Incidence of Acute Kidney Injury and Associated Mortality among Individuals with Drug-Susceptible Tuberculosis in Uganda

Kidney360. 2024 Oct 1;5(10):1446-1454. doi: 10.34067/KID.0000000000000551. Epub 2024 Aug 14.

Abstract

Key Points:

  1. AKI is thought to be a rare complication in patients with tuberculosis (TB) infection and is mostly attributed to TB drugs.

  2. Our findings show AKI occurs more often than previously thought and approximately 33% of patients with drug-susceptible TB may have kidney dysfunction.

  3. According to our study findings, monitoring kidney function should be routine among patients diagnosed with TB even before treatment initiation.

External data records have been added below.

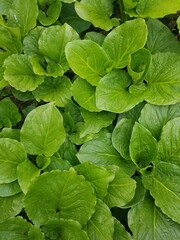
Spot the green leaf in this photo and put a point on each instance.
(121, 136)
(169, 144)
(51, 14)
(121, 190)
(57, 90)
(155, 117)
(119, 231)
(18, 228)
(101, 152)
(139, 65)
(24, 15)
(160, 38)
(12, 153)
(101, 224)
(97, 12)
(9, 114)
(143, 146)
(164, 186)
(60, 195)
(19, 74)
(94, 122)
(60, 36)
(9, 189)
(157, 8)
(68, 15)
(11, 206)
(64, 229)
(26, 172)
(99, 177)
(43, 131)
(87, 97)
(146, 221)
(124, 40)
(112, 92)
(163, 79)
(88, 60)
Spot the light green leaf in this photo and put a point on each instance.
(112, 92)
(9, 114)
(12, 153)
(169, 144)
(64, 229)
(11, 206)
(9, 189)
(120, 232)
(26, 172)
(121, 136)
(88, 60)
(19, 74)
(160, 38)
(57, 90)
(143, 146)
(139, 65)
(68, 15)
(95, 36)
(163, 79)
(97, 12)
(124, 40)
(121, 190)
(18, 228)
(101, 224)
(49, 11)
(157, 8)
(164, 186)
(99, 177)
(87, 97)
(60, 36)
(101, 152)
(60, 195)
(147, 222)
(94, 122)
(24, 15)
(155, 117)
(43, 131)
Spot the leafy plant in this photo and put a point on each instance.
(89, 120)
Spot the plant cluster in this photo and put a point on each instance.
(89, 120)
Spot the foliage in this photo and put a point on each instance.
(89, 120)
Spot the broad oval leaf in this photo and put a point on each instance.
(18, 228)
(169, 144)
(87, 97)
(19, 73)
(66, 229)
(98, 176)
(60, 195)
(12, 153)
(124, 40)
(101, 224)
(11, 206)
(9, 114)
(43, 131)
(88, 60)
(163, 79)
(121, 190)
(147, 222)
(143, 146)
(154, 117)
(57, 90)
(60, 36)
(164, 186)
(112, 93)
(101, 152)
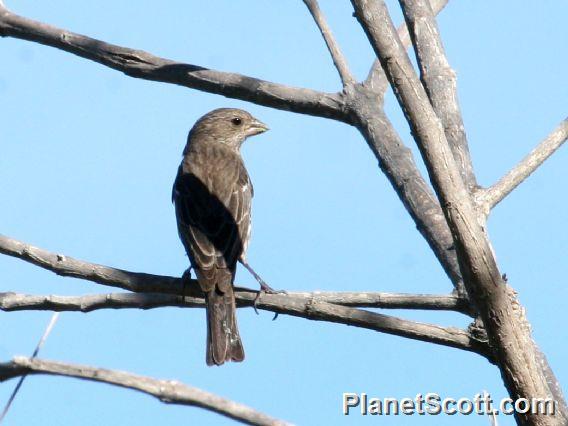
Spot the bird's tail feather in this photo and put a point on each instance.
(223, 339)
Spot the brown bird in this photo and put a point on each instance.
(212, 194)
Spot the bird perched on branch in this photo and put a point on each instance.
(212, 194)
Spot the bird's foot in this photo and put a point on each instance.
(265, 288)
(186, 281)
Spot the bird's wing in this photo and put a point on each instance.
(213, 202)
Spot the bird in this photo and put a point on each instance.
(212, 195)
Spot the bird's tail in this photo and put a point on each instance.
(223, 339)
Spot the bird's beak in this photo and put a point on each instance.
(256, 127)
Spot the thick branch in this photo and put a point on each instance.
(25, 302)
(168, 391)
(336, 55)
(407, 182)
(397, 163)
(439, 80)
(493, 195)
(507, 329)
(296, 305)
(140, 64)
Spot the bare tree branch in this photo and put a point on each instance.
(300, 306)
(377, 78)
(397, 163)
(507, 328)
(168, 391)
(87, 303)
(490, 197)
(336, 55)
(140, 64)
(439, 80)
(147, 283)
(394, 158)
(42, 340)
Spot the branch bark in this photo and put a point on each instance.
(508, 330)
(394, 158)
(377, 78)
(168, 391)
(295, 305)
(140, 64)
(336, 55)
(24, 302)
(439, 80)
(490, 197)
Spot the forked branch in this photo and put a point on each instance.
(336, 55)
(168, 391)
(140, 64)
(303, 306)
(493, 195)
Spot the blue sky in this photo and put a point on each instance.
(89, 156)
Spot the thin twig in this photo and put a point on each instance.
(491, 196)
(167, 391)
(377, 78)
(40, 344)
(336, 55)
(140, 64)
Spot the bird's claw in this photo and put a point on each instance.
(265, 288)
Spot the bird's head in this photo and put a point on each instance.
(229, 126)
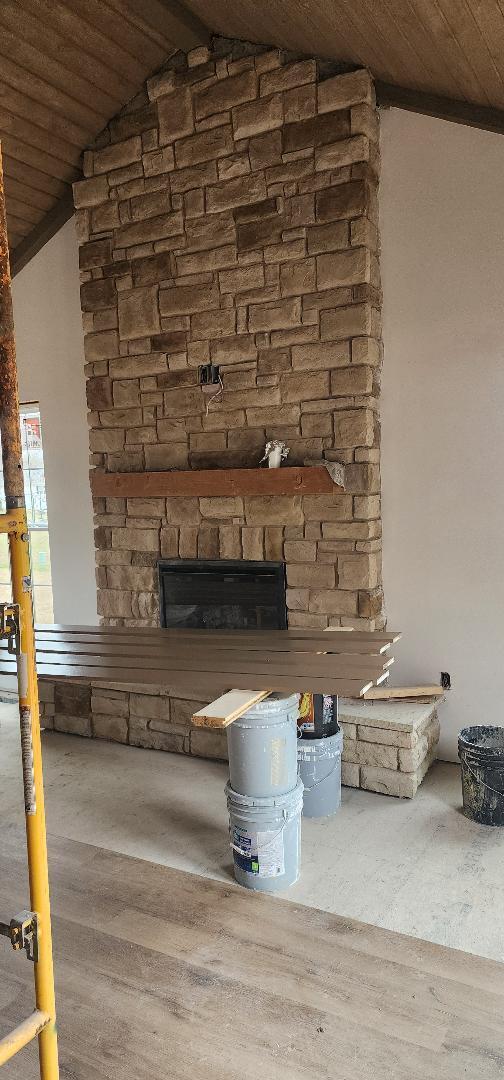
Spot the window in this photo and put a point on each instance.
(37, 513)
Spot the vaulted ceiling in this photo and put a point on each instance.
(68, 66)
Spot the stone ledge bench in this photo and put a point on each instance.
(387, 745)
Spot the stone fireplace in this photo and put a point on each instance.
(229, 216)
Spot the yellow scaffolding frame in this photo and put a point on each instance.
(31, 930)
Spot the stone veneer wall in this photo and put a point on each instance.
(229, 214)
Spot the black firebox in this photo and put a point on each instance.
(223, 594)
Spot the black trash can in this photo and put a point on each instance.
(481, 758)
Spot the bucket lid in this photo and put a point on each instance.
(281, 801)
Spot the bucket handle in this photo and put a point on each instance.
(327, 777)
(479, 781)
(234, 847)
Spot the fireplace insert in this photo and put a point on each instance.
(223, 594)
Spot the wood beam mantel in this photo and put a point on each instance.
(311, 480)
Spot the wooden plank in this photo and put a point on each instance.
(311, 480)
(137, 980)
(432, 105)
(354, 665)
(43, 231)
(227, 709)
(389, 692)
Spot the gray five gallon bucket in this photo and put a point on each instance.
(319, 769)
(262, 747)
(481, 758)
(266, 838)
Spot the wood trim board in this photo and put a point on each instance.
(310, 480)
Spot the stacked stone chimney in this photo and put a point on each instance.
(229, 215)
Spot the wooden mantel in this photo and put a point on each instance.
(308, 480)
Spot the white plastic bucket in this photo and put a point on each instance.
(266, 838)
(262, 747)
(319, 769)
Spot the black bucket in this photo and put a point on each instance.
(481, 758)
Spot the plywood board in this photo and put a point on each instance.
(227, 709)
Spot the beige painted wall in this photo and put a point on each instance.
(51, 368)
(443, 409)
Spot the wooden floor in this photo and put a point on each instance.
(164, 975)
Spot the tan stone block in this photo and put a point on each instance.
(241, 279)
(166, 456)
(230, 543)
(141, 734)
(100, 346)
(352, 380)
(91, 192)
(145, 364)
(300, 551)
(98, 392)
(343, 91)
(274, 314)
(213, 744)
(112, 603)
(132, 539)
(314, 132)
(297, 278)
(151, 270)
(204, 146)
(118, 154)
(327, 508)
(221, 507)
(350, 774)
(297, 387)
(214, 324)
(287, 77)
(354, 428)
(351, 267)
(226, 94)
(387, 736)
(342, 201)
(411, 759)
(310, 576)
(175, 116)
(138, 313)
(371, 754)
(235, 192)
(105, 442)
(389, 782)
(186, 299)
(332, 602)
(242, 348)
(188, 541)
(105, 217)
(253, 542)
(319, 354)
(73, 725)
(273, 510)
(121, 417)
(331, 237)
(208, 542)
(344, 152)
(364, 119)
(258, 117)
(346, 322)
(151, 228)
(357, 570)
(113, 728)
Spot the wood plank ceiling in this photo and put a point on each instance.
(68, 66)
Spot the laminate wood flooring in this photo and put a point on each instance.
(165, 975)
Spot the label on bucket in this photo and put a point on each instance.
(261, 853)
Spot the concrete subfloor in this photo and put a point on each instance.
(416, 866)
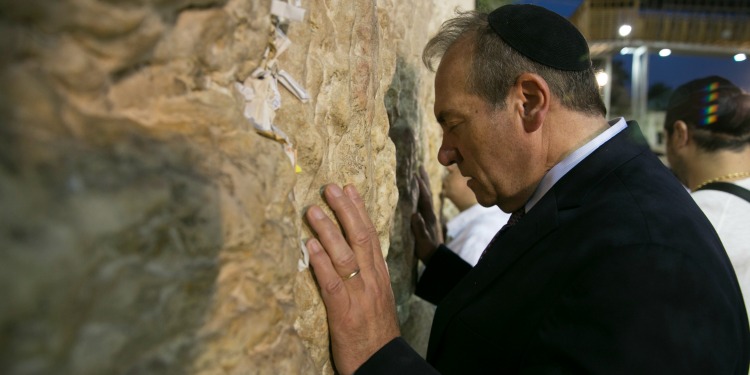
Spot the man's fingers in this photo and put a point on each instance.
(334, 243)
(332, 287)
(357, 232)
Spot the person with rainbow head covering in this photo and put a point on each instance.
(606, 264)
(708, 148)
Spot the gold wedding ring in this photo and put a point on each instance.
(349, 276)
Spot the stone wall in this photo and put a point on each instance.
(148, 227)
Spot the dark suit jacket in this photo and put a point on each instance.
(614, 271)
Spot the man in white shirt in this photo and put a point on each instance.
(470, 231)
(708, 142)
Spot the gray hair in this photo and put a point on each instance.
(495, 66)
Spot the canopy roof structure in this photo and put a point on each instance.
(694, 27)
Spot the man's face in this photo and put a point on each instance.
(487, 144)
(676, 163)
(454, 184)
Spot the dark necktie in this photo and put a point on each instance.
(515, 217)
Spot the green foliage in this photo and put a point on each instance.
(490, 5)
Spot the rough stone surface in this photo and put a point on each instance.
(147, 228)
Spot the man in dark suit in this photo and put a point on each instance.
(610, 267)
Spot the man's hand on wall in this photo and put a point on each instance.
(353, 279)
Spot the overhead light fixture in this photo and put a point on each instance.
(602, 78)
(625, 30)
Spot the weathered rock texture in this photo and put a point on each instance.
(146, 228)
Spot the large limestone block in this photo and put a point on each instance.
(147, 228)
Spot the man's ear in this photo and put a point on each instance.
(535, 99)
(680, 135)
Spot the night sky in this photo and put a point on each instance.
(675, 69)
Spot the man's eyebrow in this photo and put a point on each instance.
(442, 116)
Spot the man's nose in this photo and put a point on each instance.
(448, 155)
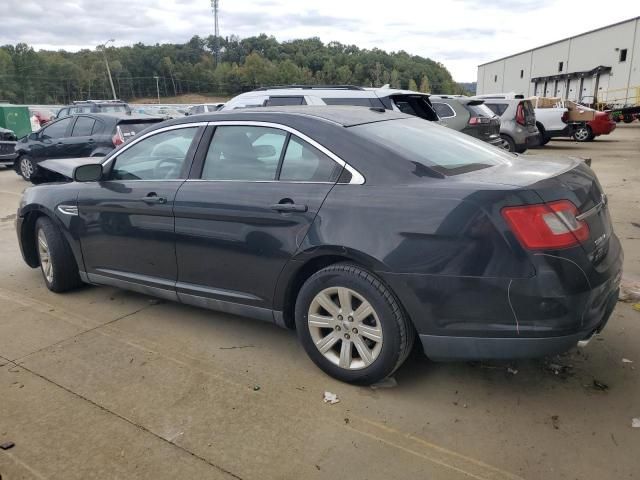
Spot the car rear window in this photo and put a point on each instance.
(131, 129)
(497, 108)
(443, 150)
(479, 110)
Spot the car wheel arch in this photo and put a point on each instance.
(301, 267)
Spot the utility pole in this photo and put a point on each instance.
(103, 47)
(157, 86)
(216, 31)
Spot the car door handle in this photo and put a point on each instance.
(289, 207)
(153, 198)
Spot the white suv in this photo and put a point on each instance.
(406, 101)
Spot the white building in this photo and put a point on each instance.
(602, 65)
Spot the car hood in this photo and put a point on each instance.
(65, 166)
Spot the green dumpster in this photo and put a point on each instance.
(15, 118)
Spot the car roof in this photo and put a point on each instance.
(336, 92)
(346, 116)
(133, 117)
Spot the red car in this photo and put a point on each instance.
(602, 124)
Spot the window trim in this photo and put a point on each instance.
(356, 177)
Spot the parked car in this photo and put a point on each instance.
(82, 135)
(7, 147)
(361, 228)
(517, 123)
(468, 116)
(94, 106)
(204, 108)
(602, 124)
(42, 115)
(406, 101)
(552, 119)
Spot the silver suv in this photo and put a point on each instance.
(517, 123)
(406, 101)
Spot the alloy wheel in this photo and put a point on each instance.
(45, 256)
(345, 328)
(582, 134)
(26, 168)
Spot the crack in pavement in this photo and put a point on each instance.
(110, 322)
(125, 419)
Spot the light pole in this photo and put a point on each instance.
(157, 86)
(103, 47)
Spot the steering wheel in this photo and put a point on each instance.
(167, 168)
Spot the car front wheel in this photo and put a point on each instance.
(583, 134)
(351, 325)
(57, 262)
(26, 167)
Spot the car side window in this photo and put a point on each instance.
(57, 129)
(443, 110)
(305, 163)
(83, 127)
(497, 108)
(158, 157)
(244, 153)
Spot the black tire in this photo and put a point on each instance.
(583, 134)
(398, 334)
(26, 167)
(64, 268)
(509, 144)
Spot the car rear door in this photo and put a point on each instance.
(52, 140)
(81, 141)
(252, 196)
(126, 226)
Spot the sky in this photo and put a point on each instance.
(460, 34)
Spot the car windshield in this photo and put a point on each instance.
(443, 150)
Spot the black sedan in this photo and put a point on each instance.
(359, 228)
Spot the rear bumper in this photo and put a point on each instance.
(464, 318)
(446, 348)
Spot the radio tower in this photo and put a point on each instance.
(216, 31)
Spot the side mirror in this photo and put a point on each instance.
(265, 150)
(87, 173)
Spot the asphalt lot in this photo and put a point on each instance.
(102, 383)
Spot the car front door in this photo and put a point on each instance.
(126, 224)
(254, 194)
(81, 142)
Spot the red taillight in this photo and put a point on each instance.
(479, 120)
(520, 115)
(117, 139)
(547, 226)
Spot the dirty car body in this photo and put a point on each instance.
(438, 218)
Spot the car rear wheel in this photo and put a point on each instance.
(351, 325)
(509, 144)
(583, 134)
(57, 263)
(26, 167)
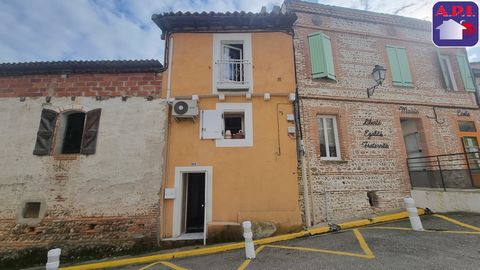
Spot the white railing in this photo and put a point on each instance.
(232, 74)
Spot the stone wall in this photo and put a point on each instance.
(339, 188)
(110, 198)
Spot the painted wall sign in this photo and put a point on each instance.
(372, 122)
(373, 133)
(372, 145)
(463, 113)
(409, 110)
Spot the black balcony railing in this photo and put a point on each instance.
(461, 170)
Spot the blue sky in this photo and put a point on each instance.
(52, 30)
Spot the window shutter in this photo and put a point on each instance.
(90, 132)
(446, 77)
(465, 72)
(212, 124)
(397, 57)
(394, 65)
(404, 68)
(321, 56)
(45, 132)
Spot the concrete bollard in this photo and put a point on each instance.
(248, 235)
(53, 261)
(413, 214)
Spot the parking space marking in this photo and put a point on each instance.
(168, 264)
(245, 263)
(368, 254)
(454, 221)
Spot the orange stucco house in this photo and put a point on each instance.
(231, 157)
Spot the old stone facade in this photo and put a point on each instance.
(368, 173)
(107, 198)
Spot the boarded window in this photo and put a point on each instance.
(467, 126)
(321, 56)
(43, 144)
(90, 132)
(31, 210)
(72, 139)
(397, 57)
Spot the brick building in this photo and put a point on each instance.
(82, 160)
(357, 146)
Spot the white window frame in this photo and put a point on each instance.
(218, 41)
(246, 109)
(450, 72)
(327, 143)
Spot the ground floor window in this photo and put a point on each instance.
(328, 137)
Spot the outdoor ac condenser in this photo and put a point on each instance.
(185, 109)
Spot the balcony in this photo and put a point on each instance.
(233, 74)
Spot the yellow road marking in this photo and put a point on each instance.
(408, 229)
(368, 254)
(245, 263)
(173, 266)
(388, 228)
(323, 251)
(150, 265)
(363, 243)
(169, 264)
(454, 221)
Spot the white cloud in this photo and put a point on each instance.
(41, 30)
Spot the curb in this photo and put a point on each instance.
(234, 246)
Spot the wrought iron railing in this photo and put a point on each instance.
(461, 170)
(232, 74)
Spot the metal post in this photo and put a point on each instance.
(441, 174)
(468, 163)
(248, 235)
(53, 260)
(415, 221)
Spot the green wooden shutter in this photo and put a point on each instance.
(394, 66)
(465, 72)
(397, 58)
(321, 57)
(327, 50)
(446, 76)
(404, 68)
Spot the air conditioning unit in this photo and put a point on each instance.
(185, 109)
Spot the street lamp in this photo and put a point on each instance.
(378, 73)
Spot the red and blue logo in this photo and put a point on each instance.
(455, 24)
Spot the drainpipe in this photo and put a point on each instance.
(170, 53)
(162, 219)
(306, 199)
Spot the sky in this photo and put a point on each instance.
(54, 30)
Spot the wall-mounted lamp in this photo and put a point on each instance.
(378, 73)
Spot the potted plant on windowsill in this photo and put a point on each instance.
(239, 135)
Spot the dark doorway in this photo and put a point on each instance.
(72, 140)
(195, 202)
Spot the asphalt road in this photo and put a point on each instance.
(447, 244)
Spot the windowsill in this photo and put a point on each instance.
(333, 160)
(234, 143)
(66, 156)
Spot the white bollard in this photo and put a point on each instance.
(53, 261)
(413, 214)
(248, 235)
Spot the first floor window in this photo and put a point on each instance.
(234, 125)
(328, 136)
(71, 132)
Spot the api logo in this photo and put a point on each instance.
(455, 24)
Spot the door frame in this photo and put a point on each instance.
(177, 202)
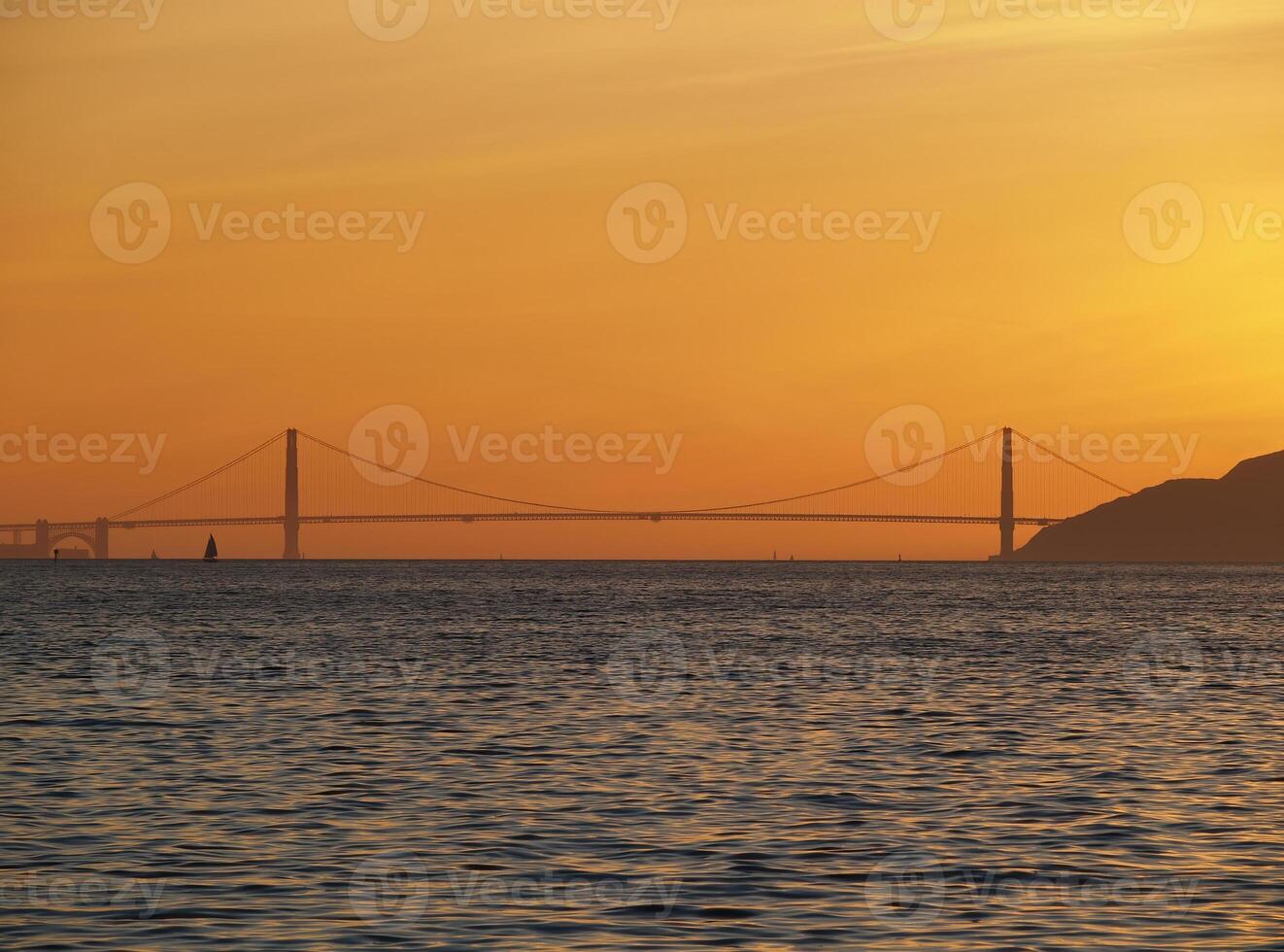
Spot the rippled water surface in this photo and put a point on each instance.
(551, 756)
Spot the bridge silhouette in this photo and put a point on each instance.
(295, 479)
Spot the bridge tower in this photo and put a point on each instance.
(1007, 515)
(100, 548)
(41, 549)
(291, 494)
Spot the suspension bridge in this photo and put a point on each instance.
(294, 479)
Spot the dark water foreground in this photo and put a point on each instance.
(551, 756)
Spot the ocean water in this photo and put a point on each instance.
(646, 756)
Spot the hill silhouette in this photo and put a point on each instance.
(1236, 518)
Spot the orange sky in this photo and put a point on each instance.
(513, 311)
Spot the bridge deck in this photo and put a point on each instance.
(535, 517)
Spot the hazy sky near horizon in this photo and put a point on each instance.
(1025, 138)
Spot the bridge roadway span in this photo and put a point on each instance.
(87, 526)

Background: Although tuberculosis (TB) is associated with significant mortality and morbidity, its impact on kidney function is not well understood and is often attributed to anti-TB drugs. We aimed to assess the incidence of AKI in the immediate post-TB diagnosis period in Uganda, a TB/HIV-endemic country in sub-Saharan Africa.

Methods: We included patients enrolled in an observational cohort study of adults diagnosed with drug-susceptible TB followed longitudinally. Adults (≥18 years) without known kidney disease were enrolled between August 2022 and July 2023 at three regional hospitals serving 12.5% of the Ugandan population. Our primary outcome was incidence of Kidney Disease Improving Global Outcomes-defined AKI within 2 weeks of TB diagnosis. Other outcomes included predictors of AKI and its association with 30-day survival.

Results: A total of 156 adults were included. The median age was 39 (interquartile range, 28–53) years, most patients were male (68.6%), and 49.4% had HIV. People with HIV had shorter time to TB diagnosis from symptom onset (21 days; interquartile range, 7–30) compared with HIV-negative participants (60 days; interquartile range, 23–90), P < 0.001. The incidence of AKI was 33.3% (52/156) and was similar between people with and without HIV. Proteinuria or hematuria at enrollment was associated with higher odds of AKI (odds ratio, 2.68; 95% confidence interval, 1.09 to 6.70; P approximately 0.033). AKI was associated with a significant risk of mortality (adjusted hazard ratio, 8.22; 95% confidence interval, 1.94 to 34.72; P approximately 0.004) independent of HIV status.

Conclusions: The overall incidence of AKI in the immediate post-TB diagnosis period is high and associated with increased mortality risk. Our findings suggest that monitoring kidney function should be routine for patients with TB, including before treatment initiation.